Crate datu

Expand description

§datu - a data file utility

Datu (Filipino) - a traditional chief or local leader

datu is intended to be a lightweight, fast, and versatile CLI tool for reading, querying, and converting data in various file formats, such as Parquet, Avro, ORC, CSV, JSON, YAML, and .XLSX.

§Installation

Prerequisites: Rust ~> 1.95 (or recent stable)

cargo install datu

To install from source:

cargo install --git https://github.com/aisrael/datu

§Supported Formats

Format	Read	Write	Display
Parquet (`.parquet`, `.parq`)	✓	✓	—
Avro (`.avro`)	✓	✓	—
ORC (`.orc`)	✓	✓	—
CSV (`.csv`)	✓	✓	✓
JSON (`.json`)	✓	✓	✓
XLSX (`.xlsx`)	—	✓	—
JSON (pretty)	—	—	✓
YAML	—	—	✓

Read — Input file formats for convert, count, schema, head, and tail.
Write — Output file formats for convert.
Display — Output format when printing to stdout (schema, head, tail via --output: csv, json, json-pretty, yaml).

File type detection: By default, file types are inferred from extensions. Use --input <TYPE> (-I) to override input format detection, and --output <TYPE> (-O, convert only) to override output format detection. Valid types: avro, csv, json, orc, parquet, xlsx, yaml.

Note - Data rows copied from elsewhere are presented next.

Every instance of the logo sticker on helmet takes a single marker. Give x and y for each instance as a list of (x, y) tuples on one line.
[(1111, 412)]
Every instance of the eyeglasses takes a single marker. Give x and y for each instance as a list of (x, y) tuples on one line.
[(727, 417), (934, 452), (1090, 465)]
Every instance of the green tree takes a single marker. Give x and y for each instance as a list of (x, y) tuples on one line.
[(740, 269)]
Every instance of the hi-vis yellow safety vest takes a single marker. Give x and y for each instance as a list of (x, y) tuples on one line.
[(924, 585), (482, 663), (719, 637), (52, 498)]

CSV options: When reading CSV files, the --input-headers option controls whether the first row is treated as column names. Omitted or --input-headers means true (header present); --input-headers=false for headerless CSV. Applies to convert, count, schema, head, and tail.

§Usage

datu can be used non-interactively as a typical command-line utility, or it can be ran without specifying a command in interactive mode, providing a REPL-like interface.

For example, the command

datu convert table.parquet --select id,email table.csv

And, interactively, using the REPL

datu
> read("table.parquet") |> select(:id, :email) |> write("table.csv")

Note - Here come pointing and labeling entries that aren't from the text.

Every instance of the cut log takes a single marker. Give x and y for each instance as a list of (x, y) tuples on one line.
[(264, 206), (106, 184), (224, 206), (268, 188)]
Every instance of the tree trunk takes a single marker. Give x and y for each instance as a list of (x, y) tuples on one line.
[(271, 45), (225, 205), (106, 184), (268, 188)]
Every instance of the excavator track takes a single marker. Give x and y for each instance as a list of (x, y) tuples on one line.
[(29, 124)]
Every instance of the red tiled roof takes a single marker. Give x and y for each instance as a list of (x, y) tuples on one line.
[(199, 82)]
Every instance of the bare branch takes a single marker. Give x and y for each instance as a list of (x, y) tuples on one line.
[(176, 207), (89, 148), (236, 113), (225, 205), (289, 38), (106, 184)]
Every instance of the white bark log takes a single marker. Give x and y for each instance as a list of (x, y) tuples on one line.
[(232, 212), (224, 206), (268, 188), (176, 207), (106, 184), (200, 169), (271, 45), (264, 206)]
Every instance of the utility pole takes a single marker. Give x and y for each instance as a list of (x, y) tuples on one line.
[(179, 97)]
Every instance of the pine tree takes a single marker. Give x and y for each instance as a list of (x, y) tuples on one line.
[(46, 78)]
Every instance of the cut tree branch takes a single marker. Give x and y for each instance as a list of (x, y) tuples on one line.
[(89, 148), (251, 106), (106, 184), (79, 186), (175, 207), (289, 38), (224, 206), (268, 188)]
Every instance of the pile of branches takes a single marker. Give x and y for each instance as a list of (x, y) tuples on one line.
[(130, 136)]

Perform the same conversion and column filtering.

§Commands

§`convert`

Convert data between supported formats. Input and output formats are inferred from file extensions, or can be specified explicitly with --input and --output.

Supported input formats: Parquet (.parquet, .parq), Avro (.avro), CSV (.csv), JSON (.json), ORC (.orc).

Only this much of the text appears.